Czarne chmury nad Intelem

Czarne chmury zbierają się nad Intelem – tak przynajmniej uważają analitycy Digitimes Research. Ich zdaniem w tym roku udział amerykańskiego koncernu w segmencie procesorów do notebooków skurczy się do historycznego minimum, czyli poziomu 65 proc. Jak się łatwo domyślić zyskają na tym AMD oraz platformy ARM. Istotny wpływ na taki stan rzeczy miał ruch Apple’a, który uznał, że procesory Intela rozwijają się za wolno i czas coś z tym zrobić. W 2020 r. koncern ogłosił przejście na autorskie procesory bazujące na architekturze ARM. Pozostali producenci sprzętu zapewne nie zdecydują się na tak radykalne posunięcie, aczkolwiek wprowadzają innowacje, które mają na celu wyróżnienie się na tle konkurencji. Jedną z takich firm jest Dell.
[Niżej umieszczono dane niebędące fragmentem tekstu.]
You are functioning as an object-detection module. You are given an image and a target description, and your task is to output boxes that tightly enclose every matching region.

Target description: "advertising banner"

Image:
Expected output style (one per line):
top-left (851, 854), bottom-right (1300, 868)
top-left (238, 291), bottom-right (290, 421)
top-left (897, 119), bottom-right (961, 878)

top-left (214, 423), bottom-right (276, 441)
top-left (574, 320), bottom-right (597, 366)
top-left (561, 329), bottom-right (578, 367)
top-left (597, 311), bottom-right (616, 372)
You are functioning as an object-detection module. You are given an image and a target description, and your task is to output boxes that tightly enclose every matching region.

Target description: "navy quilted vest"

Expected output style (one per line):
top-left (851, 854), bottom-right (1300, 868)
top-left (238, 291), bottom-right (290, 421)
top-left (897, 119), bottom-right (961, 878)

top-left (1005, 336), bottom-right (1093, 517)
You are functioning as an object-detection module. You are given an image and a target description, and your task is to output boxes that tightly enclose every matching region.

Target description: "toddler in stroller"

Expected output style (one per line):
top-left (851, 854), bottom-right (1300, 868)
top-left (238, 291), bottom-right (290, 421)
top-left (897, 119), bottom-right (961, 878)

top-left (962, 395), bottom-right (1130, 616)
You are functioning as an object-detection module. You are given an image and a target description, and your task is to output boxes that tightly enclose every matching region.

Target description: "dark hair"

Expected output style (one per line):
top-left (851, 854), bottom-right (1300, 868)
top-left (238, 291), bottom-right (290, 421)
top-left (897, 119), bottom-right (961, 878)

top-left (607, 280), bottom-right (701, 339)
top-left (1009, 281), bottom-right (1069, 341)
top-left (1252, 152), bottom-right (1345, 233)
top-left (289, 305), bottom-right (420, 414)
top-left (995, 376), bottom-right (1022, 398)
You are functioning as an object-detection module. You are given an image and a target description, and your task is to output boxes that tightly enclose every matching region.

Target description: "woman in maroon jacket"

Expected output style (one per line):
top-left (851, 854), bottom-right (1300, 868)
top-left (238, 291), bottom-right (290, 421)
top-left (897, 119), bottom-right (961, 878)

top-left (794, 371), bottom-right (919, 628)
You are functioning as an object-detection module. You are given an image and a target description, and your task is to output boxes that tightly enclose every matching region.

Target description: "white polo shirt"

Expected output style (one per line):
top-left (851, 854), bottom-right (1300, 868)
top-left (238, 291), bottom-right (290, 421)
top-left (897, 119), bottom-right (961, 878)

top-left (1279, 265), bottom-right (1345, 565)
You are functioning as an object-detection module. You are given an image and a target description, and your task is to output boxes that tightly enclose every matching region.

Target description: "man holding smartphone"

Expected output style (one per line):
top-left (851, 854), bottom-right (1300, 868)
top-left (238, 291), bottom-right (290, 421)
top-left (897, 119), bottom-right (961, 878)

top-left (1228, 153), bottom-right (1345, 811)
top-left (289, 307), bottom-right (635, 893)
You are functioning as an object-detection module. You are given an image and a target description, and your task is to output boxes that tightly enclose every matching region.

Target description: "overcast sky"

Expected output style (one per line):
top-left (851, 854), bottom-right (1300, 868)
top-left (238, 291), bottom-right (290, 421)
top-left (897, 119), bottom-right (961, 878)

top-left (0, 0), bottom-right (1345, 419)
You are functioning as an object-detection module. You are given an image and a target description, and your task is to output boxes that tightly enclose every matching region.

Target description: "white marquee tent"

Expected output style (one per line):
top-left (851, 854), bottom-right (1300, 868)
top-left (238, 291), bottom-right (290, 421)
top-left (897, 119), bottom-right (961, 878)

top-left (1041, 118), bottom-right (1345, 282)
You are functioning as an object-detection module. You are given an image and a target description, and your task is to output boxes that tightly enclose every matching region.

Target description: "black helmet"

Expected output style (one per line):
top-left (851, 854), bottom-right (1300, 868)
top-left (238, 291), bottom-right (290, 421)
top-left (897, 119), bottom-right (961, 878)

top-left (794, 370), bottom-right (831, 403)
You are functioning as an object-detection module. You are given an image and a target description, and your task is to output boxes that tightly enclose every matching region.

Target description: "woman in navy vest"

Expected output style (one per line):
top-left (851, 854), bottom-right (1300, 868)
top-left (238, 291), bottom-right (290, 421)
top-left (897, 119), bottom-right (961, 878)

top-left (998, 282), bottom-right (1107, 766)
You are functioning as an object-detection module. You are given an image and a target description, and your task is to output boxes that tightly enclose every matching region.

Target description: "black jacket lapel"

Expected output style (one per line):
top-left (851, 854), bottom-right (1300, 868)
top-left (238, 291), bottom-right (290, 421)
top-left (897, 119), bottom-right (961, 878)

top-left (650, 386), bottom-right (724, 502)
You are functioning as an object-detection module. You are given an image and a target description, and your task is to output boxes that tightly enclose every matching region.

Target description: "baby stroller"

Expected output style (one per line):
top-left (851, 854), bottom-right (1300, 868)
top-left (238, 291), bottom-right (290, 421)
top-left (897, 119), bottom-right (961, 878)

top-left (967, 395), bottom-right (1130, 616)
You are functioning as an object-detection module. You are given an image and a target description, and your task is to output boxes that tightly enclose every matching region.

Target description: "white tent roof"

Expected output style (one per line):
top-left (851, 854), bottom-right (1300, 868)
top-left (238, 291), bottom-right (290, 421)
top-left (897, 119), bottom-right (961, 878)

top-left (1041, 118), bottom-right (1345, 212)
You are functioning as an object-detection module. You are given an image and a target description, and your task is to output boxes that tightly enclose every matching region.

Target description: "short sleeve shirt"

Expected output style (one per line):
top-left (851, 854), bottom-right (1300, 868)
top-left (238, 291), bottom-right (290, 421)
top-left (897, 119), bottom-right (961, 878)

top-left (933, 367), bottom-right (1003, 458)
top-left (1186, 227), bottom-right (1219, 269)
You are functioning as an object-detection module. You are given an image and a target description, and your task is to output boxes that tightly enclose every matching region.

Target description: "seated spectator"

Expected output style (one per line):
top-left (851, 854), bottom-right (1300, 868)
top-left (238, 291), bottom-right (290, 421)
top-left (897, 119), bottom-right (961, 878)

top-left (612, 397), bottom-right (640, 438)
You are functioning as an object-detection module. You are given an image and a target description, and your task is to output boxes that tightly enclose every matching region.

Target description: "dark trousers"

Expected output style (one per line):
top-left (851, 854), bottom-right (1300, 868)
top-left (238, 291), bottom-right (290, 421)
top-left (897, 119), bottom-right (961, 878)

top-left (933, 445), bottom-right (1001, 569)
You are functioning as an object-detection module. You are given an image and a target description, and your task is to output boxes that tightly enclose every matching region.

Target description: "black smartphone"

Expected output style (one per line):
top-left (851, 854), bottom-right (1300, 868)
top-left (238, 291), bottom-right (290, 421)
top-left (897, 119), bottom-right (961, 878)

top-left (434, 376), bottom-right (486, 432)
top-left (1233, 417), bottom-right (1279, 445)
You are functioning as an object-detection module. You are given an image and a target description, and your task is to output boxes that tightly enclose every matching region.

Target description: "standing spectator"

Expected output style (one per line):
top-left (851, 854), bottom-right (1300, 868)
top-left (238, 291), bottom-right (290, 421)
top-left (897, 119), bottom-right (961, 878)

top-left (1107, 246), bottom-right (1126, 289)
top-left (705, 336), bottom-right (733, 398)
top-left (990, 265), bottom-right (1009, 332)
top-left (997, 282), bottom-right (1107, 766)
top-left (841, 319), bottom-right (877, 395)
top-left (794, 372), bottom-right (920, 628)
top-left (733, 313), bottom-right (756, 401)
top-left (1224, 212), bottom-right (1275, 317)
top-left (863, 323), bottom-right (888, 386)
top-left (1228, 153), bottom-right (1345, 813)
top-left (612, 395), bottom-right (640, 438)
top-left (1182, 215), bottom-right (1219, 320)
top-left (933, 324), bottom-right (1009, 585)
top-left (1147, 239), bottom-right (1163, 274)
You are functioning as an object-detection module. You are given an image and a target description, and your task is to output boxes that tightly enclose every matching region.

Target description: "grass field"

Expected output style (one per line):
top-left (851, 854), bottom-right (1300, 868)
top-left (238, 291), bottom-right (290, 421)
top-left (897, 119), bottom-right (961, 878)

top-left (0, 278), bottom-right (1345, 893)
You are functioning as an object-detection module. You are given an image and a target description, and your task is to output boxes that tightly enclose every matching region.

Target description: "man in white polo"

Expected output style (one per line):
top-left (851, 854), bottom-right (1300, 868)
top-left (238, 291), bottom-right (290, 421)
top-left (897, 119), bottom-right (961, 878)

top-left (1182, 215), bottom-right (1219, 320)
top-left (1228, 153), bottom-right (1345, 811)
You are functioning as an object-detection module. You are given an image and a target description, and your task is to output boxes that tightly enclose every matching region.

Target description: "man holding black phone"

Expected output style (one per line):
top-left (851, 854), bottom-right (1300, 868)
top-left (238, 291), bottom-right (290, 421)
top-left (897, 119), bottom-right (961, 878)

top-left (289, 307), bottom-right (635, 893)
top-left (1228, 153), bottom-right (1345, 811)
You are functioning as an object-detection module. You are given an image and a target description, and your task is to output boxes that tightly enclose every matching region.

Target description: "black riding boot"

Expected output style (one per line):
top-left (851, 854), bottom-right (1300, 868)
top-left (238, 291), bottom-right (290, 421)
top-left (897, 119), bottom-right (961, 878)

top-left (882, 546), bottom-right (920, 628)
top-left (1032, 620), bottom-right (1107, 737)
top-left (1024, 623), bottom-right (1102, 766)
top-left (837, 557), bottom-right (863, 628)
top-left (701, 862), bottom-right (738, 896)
– W ostatnim czasie dużo pracy włożyliśmy w integrację sztucznej inteligencji do naszej platformy sprzętowej notebooków. Dzięki temu komputer może uczyć się tego jak pracujemy i lepiej wspomagać nas w wykonywaniu zadań. Nowe układy pamięci CAMM pozwolą na dalszą miniaturyzację komputerów i zwiększenie ich wydajności. W czasach, gdy koszty energii są znaczące, istotna staje się optymalizacja zużycia prądu przez komputery – mówi Sebastian Antkiewicz, Products & Solutions Senior Manager w Dell Technologies.

Z kolei Asus zamierza się skupić na innowacjach technologii wizualnych, przeznaczonych nie tylko do codziennej pracy, ale także odpoczynku i rozrywki. Dlatego producent zapowiada w bieżącym roku wprowadzenie szerokiego portfolio produktów wyposażonych w wyświetlacze OLED.